FFIGEN User's Manual

(Preliminary)
Lars Thomas Hansen
lth@cs.uoregon.edu
February 6, 1996

1. Introduction

FFIGEN is a program system which facilitates the writing of translators from C header files to foreign function interfaces for particular programming language implementations. This document describes its structure and use. The discussion is aimed at translator writers; everyone else should confine themselves to section 3. A companion document, FFIGEN Manifesto and Overview, motivates the work, and other companion documents describe specific translator implementations. In particular, the document FFIGEN Back-end for Chez Scheme Version 5 describes one translator in detail.

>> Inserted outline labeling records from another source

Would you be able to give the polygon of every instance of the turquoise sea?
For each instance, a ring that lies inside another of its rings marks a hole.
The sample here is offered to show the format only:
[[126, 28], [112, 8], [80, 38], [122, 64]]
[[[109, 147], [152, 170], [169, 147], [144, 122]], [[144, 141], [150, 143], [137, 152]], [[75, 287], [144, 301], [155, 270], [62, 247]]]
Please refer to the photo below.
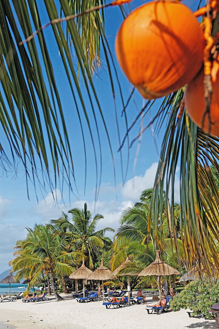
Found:
[[[10, 293], [11, 294], [15, 292], [21, 292], [22, 291], [25, 291], [27, 289], [27, 287], [28, 285], [22, 285], [21, 283], [14, 283], [11, 284], [11, 291]], [[0, 283], [0, 295], [1, 295], [4, 294], [6, 293], [8, 293], [8, 290], [9, 287], [9, 284], [5, 283]], [[36, 289], [39, 288], [37, 287], [35, 287]], [[33, 291], [33, 290], [31, 290]]]

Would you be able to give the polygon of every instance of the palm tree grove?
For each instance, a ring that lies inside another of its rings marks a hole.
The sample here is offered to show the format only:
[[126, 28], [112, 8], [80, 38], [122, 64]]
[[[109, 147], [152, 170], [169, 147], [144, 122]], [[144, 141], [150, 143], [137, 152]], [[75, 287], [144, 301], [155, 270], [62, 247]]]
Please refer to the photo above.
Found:
[[218, 94], [219, 0], [0, 1], [0, 328], [219, 328]]

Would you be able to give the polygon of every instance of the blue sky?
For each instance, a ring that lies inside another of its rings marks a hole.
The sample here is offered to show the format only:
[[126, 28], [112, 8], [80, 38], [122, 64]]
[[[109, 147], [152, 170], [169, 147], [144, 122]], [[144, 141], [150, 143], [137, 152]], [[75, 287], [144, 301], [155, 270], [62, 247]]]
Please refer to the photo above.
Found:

FFIGEN is based on the lcc C compiler, which is copyrighted software. See Section 10 for a full copyright notice.

2. Writing Translators

To generate a translation of a header file you run the ffigen command to generate an intermediate form of the C header files you want to translate, and then run the back-end on the resulting files to generate the foreign function interface for the library.

Your task, should you choose to accept it, is to implement the target-specific parts of the back-end for your particular target (which is to say, combination of host language implementation, operating system, architecture, foreign language implementation, and translation policy). You should be able to use the FFIGEN front-end and the target-independent parts of the back-end pretty much as they are.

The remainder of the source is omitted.